2 TAPINAĞIN YERİ VE ÖNEMİ

Magnesia'nın zamanımızdaki ünü antik dönem mimarı Hermogenes'ten

kaynaklanmaktadır. Antik Dönem yazarı mimar Vitruvius'a göre Hermogenes

oktagonal pseudodipteros tapınak planını uygulayan ilk mimardır. Ayıca bu tapınak

saçaklığında friz kullanılmasıyla sonraki tapınaklarla örnek olmuştur. Vitruvius,

Hermogenes'in baş yapıtının Magnesia'daki Artemis Leukophryene1 Tapınağı

olduğunu söyler. Hermogenes'in tapınağı, Arkaik Döneme (İ.Ö. 6 yy.) ait olan Artemis

tapınağının kalıntıları üzerine Hellenistik Dönemde (İ.Ö. 3/2 yy.) inşa edilmiştir.

Tapınak Anadolu'nun 4. büyük tapınağıdır.Bu tapınak Ortaklar-Söke karayolunun

hemen yanında yer alan bir tapınak yıkıntısı olmakla birlikte, Magnesia’nın

araştırılmasının en önemi nedenlerinden biridir. Bu yapı 1890-93 yılllarında yapılan

kazılardan bugüne kadar hiçbir koruma önlemi alınmaksızın doğanın ve insanoğlunun

tahribine uğrayarak bugünlere gelmiştir. Fransızlar tarafından da Paris “Louvre

Müzesi”ne götürülen, bir bölümü de “İstanbul Arkeoloji Müzesi”ne alınan ve

Amazonlarla Greklerin savaşının konu edildiği kabartmalı frizlerin yer aldığı Artemis

Tapınağı’nın batısında yapılan çalışmalar bu yıl tamamlandı. Almanlar tarafından

Berlin “ Pergamon Müzesi”ne götürülen, ayrıca taş ocağı olarak kullanılmasından

ötürü tamamen yok olmuş yapı elemanlarının dışında, batı cephesinin üst yapısına ait

birçok eleman ortaya çıkarılmıştır. Yapının üç kapılı alınlığı tekrar oluşturulmuştur.

1 Ispartalılar M.Ö.400’den 398’e değin Magnesia’yı denetimleri altında tutmuşlar ve komutan Thibron, kenti bu günkü yerine, Artemis Leukophryene yani “Beyaz Kaşlı” Artemis Tapınağı’nın bulunduğu kesime nakletmiştir. Böylelikle kent, Menderes’in su baskınlarından kurtulmuş ve ayrıca dinsel bir merkez olmanın sağladığı özelliklerden ötürü güç ve önem kazanmıştır.

6

3 ARTEMİS LEUKOPHRYENE TAPINAĞI

Kazı verilerine dayanarak tapınağın daha eski bir binanın yerine ve büyük bir

olasılıkla ana tanrıça adına yapılmış bir tapınağın yerine inşa edildiği anlaşılır. Eski

Artemision kaba kireç taşından olup, sütün kaideleri Efes tipindedir. Sünün

gövdelerinde 32 yiv vardır ve bunların kesitleri yarı eliptik biçimdedir. Anlaşılan bu

erken tapınak daha küçük boyutlara sahipti ve önünde 6 sütun yer almaktaydı.

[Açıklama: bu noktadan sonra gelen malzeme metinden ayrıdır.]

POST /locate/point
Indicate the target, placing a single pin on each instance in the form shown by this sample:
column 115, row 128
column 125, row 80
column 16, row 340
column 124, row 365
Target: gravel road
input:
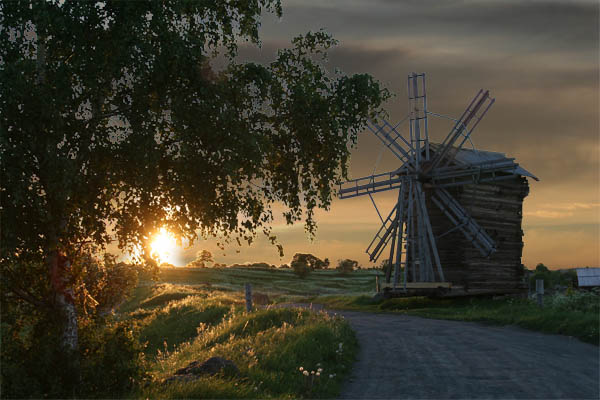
column 404, row 357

Pek çok mimarlık parçasının Berlin Müzesi’ne ve friz kabartmalarının da Paris

ve İstanbul müzelerine taşınmış olmasına rağmen, bugün de yerde yatan çok sayıdaki

parçadan yararlanarak yapının kısmen anastylosisini yapmak olasıdır.

Vitrivius’un bildirdiğine göre Artemis Tapınağı mimar Hermogenes’in

yapıtıdır.

Boyutları 41x67m. olup, İon düzeninde 8x15 sütunlu bir pseudodipteros’tur ve 9

basamaklı bir platform üzerinde yükselmektedir. Bu yapı da Fyrig ana tanrıçası

geleneğini devam ettirir bir biçimde, Sardes ve Efes Artemis tapınaklarında ayrıca,

Ankara ve Pessinus’daki tapınaklarda olduğu gibi, batıya bakmaktaydı. Mimar

Pytheos’un eseri olan Priene Athena Tapınağı’nda derin pronaos’a olan eğilim, burada

daha da artmış, pronaos derinliği naosunkine eşit bir duruma gelmiştir. Opistodomos,

Orta Hellenistik Dönem’in genişlik kavramına uygun olarak büyütülmüştür. Artemis

heykeli cella içinde temelleri hala görülebilen bir kaide üzerinde yer almaktaydı. Sütun

merkezleri arasındaki açıklık 3,94m’dir; Ancak ön ve arka sıranın ortasındaki

sütunların merkezleri arasındaki uzaklık 5,25 m’dir. Orta sütun aralarının geniş

tutulması Anadolu’ da yerleşmiş geleneksel bir İon özelliğidir ve aynı zamanda

Hellenistik Dönem mimarlık anlayışına uygun düşmektedir. Orta sütunların belirgin

bir duruma getirilmesiyle, esken düzenine olan eğilim de ortaya konmuş oluyordu ve

aslında bu, Hellenistik Dönem’in tipik özelliklerinden biriydi. Pronaos, naos ve

opistodomos içinde yer alan sütunların, peristasisde uzun ve kısa kenarlardaki

sütunlarla da aynı eksen üzerinde olduklarını işaret etmek gerekir. Aynı şekilde, doğu

ve batı alınlıkların ortasındaki kapılar planda görülene paralel bir ikinci doğrultu

oluşturmaktadır. Eksen düzenine duyulan eğilim kuzey-güney doğrultusunda da göze

çarpmaktadır. Pronaos, naos, opistodomos içindeki bütün sütunların, uzun yanlarda

sıralanan sütunlarla aynı eksen üzerinde durdukları görülmektedir. Daha önceki Hellen

tapınaklarının hiçbirinde böyle bir sıralama yapılmamıştır.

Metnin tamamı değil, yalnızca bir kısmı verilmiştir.